Sarı: Güneyin rengi; aynı zamanda umudun, ilginin, iyimserliğin ve evrensel aşkın rengidir. Sarıyı sevenler genellikle herkesle konuşan, geniş bir kültür hazinesine sahip sosyal tiplerdir. Elbiselerinde bu rengi tercih edenler, iyimser ve neşeli kişilerdir.
Kahverengi: Bu rengi sevenlerin tipik özelliği, heşeyin mükemmel olmasını istemeleridir. İçinde bulunulan ortamı sıcak gösteren bu renk oturma odası ve salon dekorasyonunda sıkça kullanılır.
Yeşil: Dikkatin ve konsantrasyonun rengidir. Bu, yemyeşil bir ormana dalan kişideki ilk refleksi olması ile izah ediliyor. Bu rengi sevenler, sağlam bir iradeye ve başkalarını kontrol etme yeteneğine sahiptirler.
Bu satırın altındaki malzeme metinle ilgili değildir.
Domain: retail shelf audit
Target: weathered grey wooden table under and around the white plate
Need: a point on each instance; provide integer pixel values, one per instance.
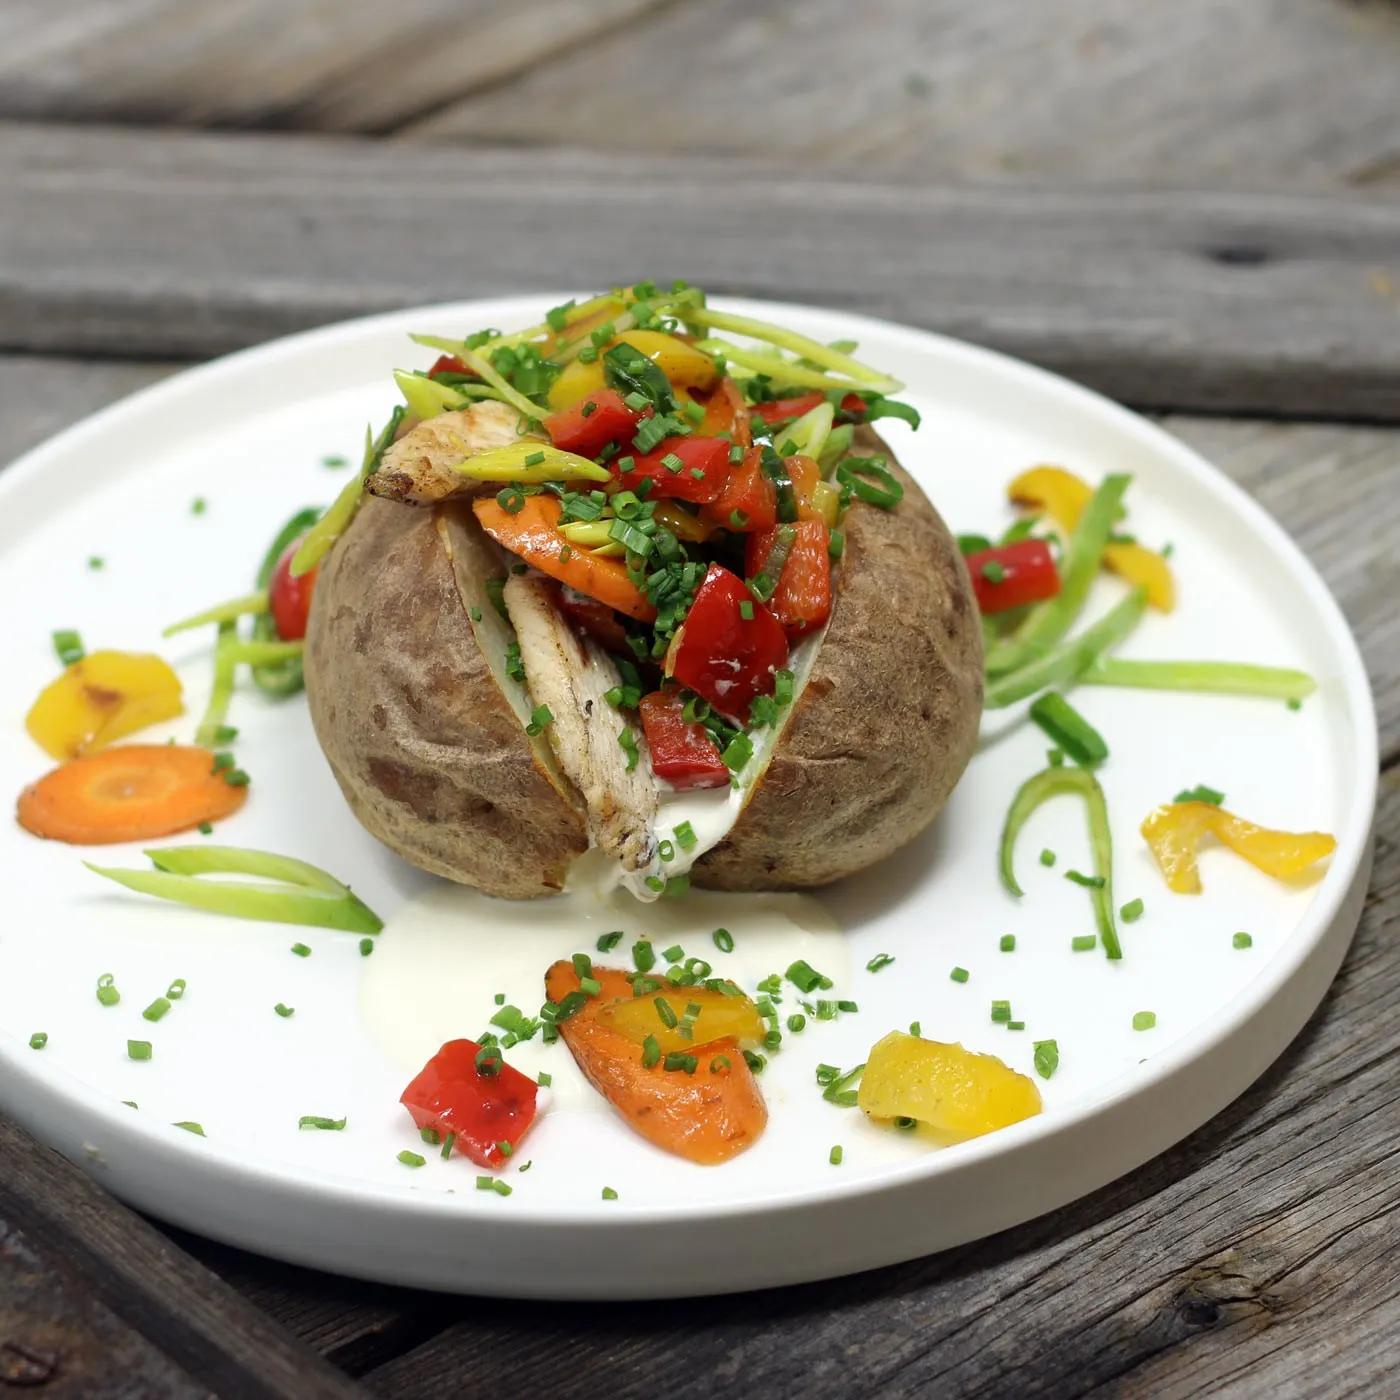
(1188, 204)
Aşırı yeşil, kişinin süper denetimini, hafif yeşil ise boşvermişliği simgeler.
Siyah: Varolma ve gençlik başkaldırısının tipik rengidir. Korku ve umutsuzluğun yanı sıra ölümü de çağrıştıran siyah seromoni ve tören giysisi rengi olduğu gibi cazibenin de rengi haline dönüşebiliyor. Ölçülü kullanılıdğı takdirde, dekorasyonda belli bir zerafetin işaretidir.
Beyaz: Bütün toplumların kutsal rengidir. bazılarında ´ölümü´ simgeleyen beyaz, aynı zamanda ´öteki hayatın´ başlangıcı sayılıyor. Bu rengi sevenler, çatışmadan uzak, farklı ve özgür bir dünyanın arayışı içinde olan insanlardır. Beyaz, aynı zamanda saflığın ve aydınlığın simgesidir.
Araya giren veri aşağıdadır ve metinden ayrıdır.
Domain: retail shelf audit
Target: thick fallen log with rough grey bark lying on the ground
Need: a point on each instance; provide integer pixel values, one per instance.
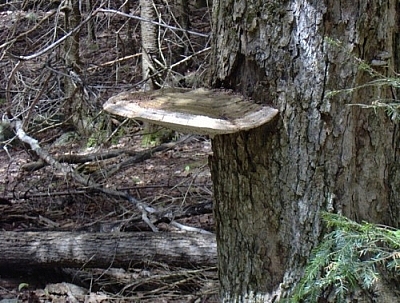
(103, 250)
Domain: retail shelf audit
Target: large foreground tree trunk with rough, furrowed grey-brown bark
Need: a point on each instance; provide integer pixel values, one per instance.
(271, 183)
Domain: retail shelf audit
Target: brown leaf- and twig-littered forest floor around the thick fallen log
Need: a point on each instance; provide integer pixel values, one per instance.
(45, 200)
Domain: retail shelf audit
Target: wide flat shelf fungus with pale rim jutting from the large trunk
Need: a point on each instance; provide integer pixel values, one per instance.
(199, 111)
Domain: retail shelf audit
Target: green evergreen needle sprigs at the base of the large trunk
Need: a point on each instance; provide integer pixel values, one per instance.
(349, 258)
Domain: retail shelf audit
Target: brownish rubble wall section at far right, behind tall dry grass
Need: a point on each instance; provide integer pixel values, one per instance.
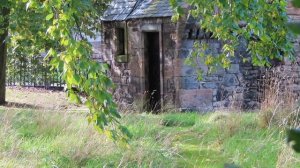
(284, 77)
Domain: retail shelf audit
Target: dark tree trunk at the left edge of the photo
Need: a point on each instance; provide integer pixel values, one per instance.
(4, 12)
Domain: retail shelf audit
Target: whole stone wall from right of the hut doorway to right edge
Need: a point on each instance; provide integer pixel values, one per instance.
(243, 86)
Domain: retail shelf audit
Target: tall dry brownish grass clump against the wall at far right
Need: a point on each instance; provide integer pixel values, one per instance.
(280, 106)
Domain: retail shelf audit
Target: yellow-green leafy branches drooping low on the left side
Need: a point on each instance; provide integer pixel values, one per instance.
(59, 28)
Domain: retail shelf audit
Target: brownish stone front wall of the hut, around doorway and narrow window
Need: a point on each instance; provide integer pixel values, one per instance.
(130, 76)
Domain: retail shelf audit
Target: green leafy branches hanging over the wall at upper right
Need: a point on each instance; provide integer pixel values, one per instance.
(261, 23)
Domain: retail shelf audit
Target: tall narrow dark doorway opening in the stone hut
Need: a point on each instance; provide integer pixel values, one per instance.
(152, 71)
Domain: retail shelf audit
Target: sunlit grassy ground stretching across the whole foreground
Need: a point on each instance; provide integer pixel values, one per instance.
(56, 134)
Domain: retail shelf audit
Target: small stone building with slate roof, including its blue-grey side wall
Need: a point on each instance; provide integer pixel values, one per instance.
(146, 52)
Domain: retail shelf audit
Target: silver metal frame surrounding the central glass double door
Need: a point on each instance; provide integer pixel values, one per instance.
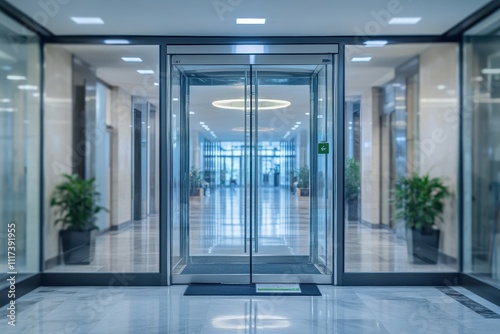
(247, 55)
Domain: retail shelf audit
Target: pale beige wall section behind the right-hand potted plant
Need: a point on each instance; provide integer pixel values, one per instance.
(438, 130)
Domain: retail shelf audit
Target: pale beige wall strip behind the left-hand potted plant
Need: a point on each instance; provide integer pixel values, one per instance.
(57, 134)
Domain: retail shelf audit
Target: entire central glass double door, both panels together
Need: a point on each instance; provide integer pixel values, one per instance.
(251, 190)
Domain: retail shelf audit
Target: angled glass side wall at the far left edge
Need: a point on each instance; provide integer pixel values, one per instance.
(19, 150)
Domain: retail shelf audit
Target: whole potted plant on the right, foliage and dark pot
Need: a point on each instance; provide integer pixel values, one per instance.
(419, 201)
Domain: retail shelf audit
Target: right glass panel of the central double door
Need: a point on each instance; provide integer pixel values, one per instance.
(292, 236)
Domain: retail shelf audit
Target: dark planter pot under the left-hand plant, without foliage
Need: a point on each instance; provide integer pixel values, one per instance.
(78, 246)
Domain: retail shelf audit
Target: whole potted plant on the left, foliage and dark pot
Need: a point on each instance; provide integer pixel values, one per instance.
(76, 202)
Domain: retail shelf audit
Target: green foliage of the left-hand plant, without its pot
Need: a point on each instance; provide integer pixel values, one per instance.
(76, 200)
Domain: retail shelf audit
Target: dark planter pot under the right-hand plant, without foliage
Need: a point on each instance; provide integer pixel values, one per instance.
(425, 245)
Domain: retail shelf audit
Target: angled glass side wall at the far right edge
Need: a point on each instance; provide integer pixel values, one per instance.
(481, 136)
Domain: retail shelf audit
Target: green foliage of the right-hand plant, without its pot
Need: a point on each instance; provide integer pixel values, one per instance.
(419, 200)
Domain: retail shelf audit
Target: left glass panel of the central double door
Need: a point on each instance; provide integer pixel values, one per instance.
(213, 169)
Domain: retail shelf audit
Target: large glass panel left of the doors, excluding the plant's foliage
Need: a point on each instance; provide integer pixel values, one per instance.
(101, 123)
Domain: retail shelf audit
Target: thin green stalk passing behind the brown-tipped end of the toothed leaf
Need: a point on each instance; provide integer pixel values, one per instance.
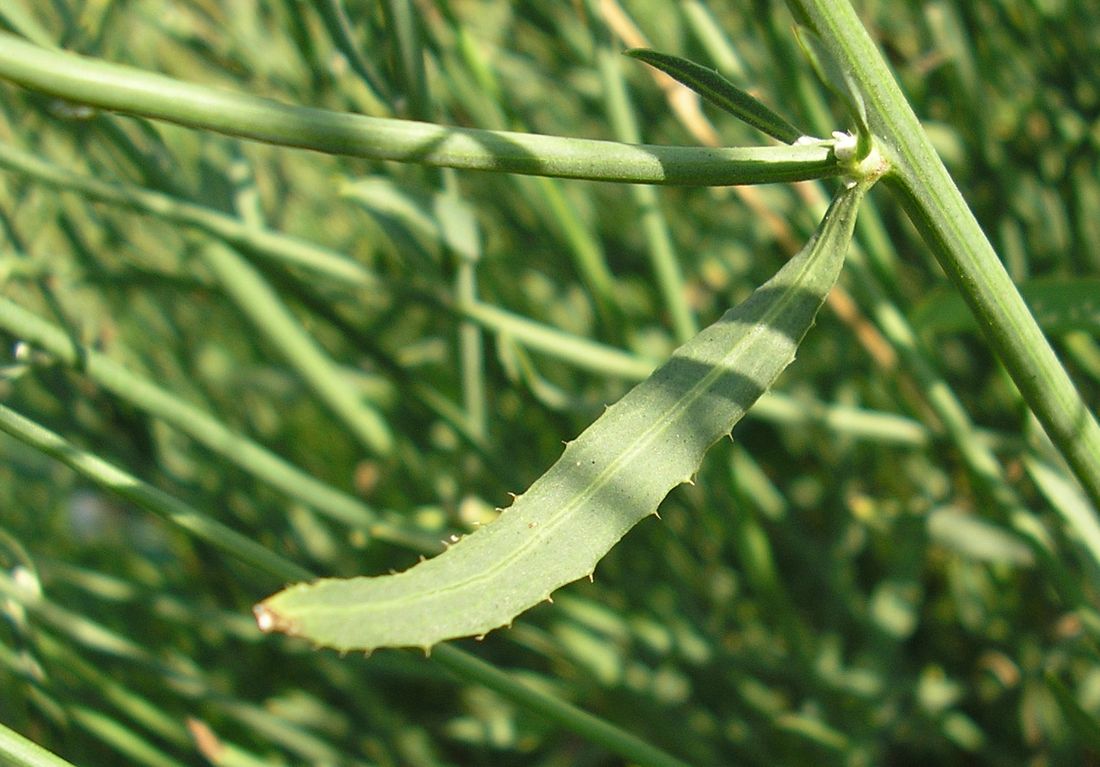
(238, 546)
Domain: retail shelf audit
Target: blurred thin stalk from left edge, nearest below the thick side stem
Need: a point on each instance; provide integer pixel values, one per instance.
(266, 243)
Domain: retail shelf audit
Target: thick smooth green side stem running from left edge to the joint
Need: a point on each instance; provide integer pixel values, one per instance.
(127, 90)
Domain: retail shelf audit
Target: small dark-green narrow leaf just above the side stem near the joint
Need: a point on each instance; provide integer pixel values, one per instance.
(720, 92)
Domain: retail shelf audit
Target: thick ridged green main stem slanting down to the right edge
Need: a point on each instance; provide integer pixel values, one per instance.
(941, 214)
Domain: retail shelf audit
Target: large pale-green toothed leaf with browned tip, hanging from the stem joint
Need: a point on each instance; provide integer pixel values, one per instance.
(611, 478)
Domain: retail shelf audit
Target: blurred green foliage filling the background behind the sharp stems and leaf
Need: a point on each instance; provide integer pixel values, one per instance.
(832, 590)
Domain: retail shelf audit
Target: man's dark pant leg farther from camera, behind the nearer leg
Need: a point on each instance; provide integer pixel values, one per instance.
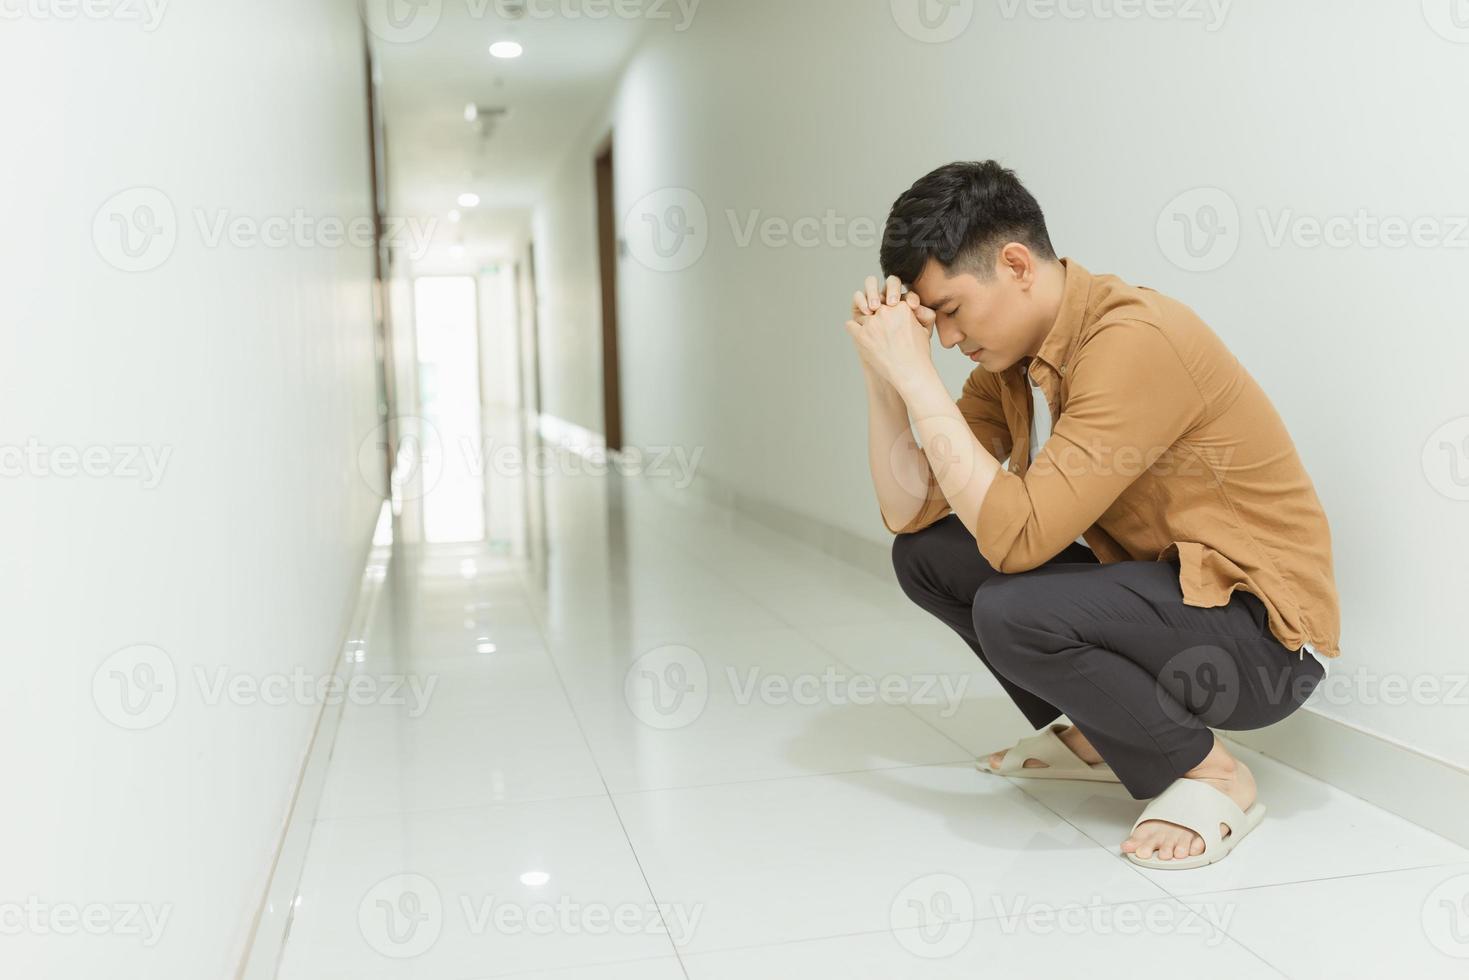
(941, 569)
Pembe: Kadınlara huzur veren bir renktir. Kimileri açık, kimileri daha sivri tonların düşkünüdürler. Oysa erkeklerin çoğu pembeyi ´iğrenç, sıradan´ bir renk olarak değerlendirir. Pembe, erkekleri kaçırır ve isteğini söndürür.
Mor: ´Erotizmin sonu´ anlamını taşıyan renktir. Mesleki açıdan da ikili ilişkiler açısından da seçilecek en yaşlı renktir. Sanatçı ruhlu insanların, meraklarını fantezileriyle yaşayanların tutkun oldukları bu renk, işin ehili aşıkların kopamadıkları renkler arasında yer alır.
Gri: Ağırbaşlılığın, sadakatin ve sessizliğin simgesidir. Bu rengi tercih eden insanlar, genellikle işlerine gereğinden fazla önem veren, ciddi ama asla hırslı olmayanlardır. İkili ilişkilerde de gözleri yukarda değildir.